Wolf has about 300 trees of Italian varietals from cuttings he bought from the McEvoy Ranch near Petaluma. He produces 50 to 70 cases of oil each year that sell under the label AlphaWOLF Olive Oil.
Ted Hall, owner of Long Meadow Ranch in the Mayacamas Mountains above Rutherford, strongly supports efforts to set standards for extra virgin olive oil.
“This is an essential step to provide consumer protection,” Hall said. “The United States is remiss in not becoming a member of the International Olive Oil Council, which sets standards that are strictly enforced.”
He sees Wiggins’s bill as an effort to jump-start the process that may eventually include standards being established at the federal level. Hall recalled it was California that was at the forefront of developing guidelines for the organic labeling movement in the 1980s — before there were federal standards.
“Most people don’t know there are no federal or state standards that effectively require the honest labeling of extra virgin olive oil,” said Hall, who has about 30 acres of olive trees. “This is something olive oil producers have been wanting for a long time.”
The Berkeley-based California Olive Oil Council also supports SB 634.
The COOC was organized in 1992 with about 81 members — producing 123,000 gallons. Today it has mushroomed into 350 producers squeezing out 750,000 gallons of extra virgin olive oil.
“The past two years we have seen phenomenal growth,” said Patricia Darragh, executive director of the one-person council, which was founded by the late Lila Jaeger, of Rutherford Hill Winery in the Napa Valley.
“This would promote accurate labeling of olive oil and would help ensure consumers and retailers are making accurate and informed choices,” Darragh said.
The COOC has a certified quality control program.
To earn seal certification, oil must be mechanically extracted from olives without chemicals or excessive heat, have less than .5 percent free oleic acid, and have positive taste elements and no taste defects, which is determined during a blind tasting.
Deborah Rogers, managing partner of The Olive Press, at the Oxbow Public Market, said the bill puts all producers on alert.
“We are very excited about this. We hope the USDA follows through with proposed standards for grades of olive oil. This puts it in black and white of what to look for,” Rogers said.
Rogers is optimistic federal rules will follow once California leads the way. “Once we adopt standards, that should help the feds get on board.”
Rachel Casey, of Poplar Hill Olive Oil, on Spring Mountain Road, near St. Helena said if the Wiggins bill passes, it would become effective Jan. 1.
Casey echoed the opinion that consumers need to know what they are buying.

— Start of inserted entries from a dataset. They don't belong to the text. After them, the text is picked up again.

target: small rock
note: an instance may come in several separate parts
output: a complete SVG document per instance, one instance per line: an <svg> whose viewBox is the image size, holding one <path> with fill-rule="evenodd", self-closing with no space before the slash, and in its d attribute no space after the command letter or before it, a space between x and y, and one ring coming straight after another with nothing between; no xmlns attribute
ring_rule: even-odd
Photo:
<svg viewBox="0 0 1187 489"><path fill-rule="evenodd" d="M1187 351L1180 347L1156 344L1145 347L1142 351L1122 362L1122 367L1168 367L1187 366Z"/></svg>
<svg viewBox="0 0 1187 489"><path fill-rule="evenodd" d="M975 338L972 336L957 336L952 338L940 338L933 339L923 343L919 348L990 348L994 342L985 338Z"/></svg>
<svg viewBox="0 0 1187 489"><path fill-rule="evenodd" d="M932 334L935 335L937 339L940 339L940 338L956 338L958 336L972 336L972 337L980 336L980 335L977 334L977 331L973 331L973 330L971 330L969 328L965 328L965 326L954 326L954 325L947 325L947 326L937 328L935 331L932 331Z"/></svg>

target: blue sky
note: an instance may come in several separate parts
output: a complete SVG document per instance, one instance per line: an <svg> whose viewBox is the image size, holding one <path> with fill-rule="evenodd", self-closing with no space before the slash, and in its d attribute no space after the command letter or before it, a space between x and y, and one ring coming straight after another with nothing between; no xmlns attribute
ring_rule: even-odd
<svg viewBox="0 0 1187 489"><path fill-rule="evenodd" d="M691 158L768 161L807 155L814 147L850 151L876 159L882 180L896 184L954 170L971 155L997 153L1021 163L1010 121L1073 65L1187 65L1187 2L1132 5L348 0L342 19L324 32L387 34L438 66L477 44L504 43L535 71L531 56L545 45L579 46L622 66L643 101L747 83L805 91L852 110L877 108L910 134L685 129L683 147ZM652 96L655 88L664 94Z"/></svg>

“The California Olive Oil Council has been at the forefront of this issue. It is exciting. Right now we are not being regulated in any way.
With a seal certifying it is extra virgin olive oil in the bottle “consumers can be confident what they are buying is extra virgin olive oil and where it is coming from,” said Casey, who farms 88 olive trees with her husband, Dr. William Casey.
Ryan MacDonnell, one of the owners of Round Pond, said, “Anything that can bring clarity to consumer on the olive oils available out there on the shelf is a good thing.”
MacDonnell said Round Pond helps educate consumer by doing daily tours at their facility near Rutherford on Rutherford Crossroad. “For us this is a huge help.”
“Since there is not a lot of regulations, it has been difficult for consumers,” she added.
Round Pond, which has 12 acres of olive trees, puts the COOC seal on its extra virgin olive oil bottles. “It is one way for consumers to have confidence that what they are getting is extra virgin olive oil.”
“We support anything that enforces standards and makes sure consumers get what they think they are paying for.”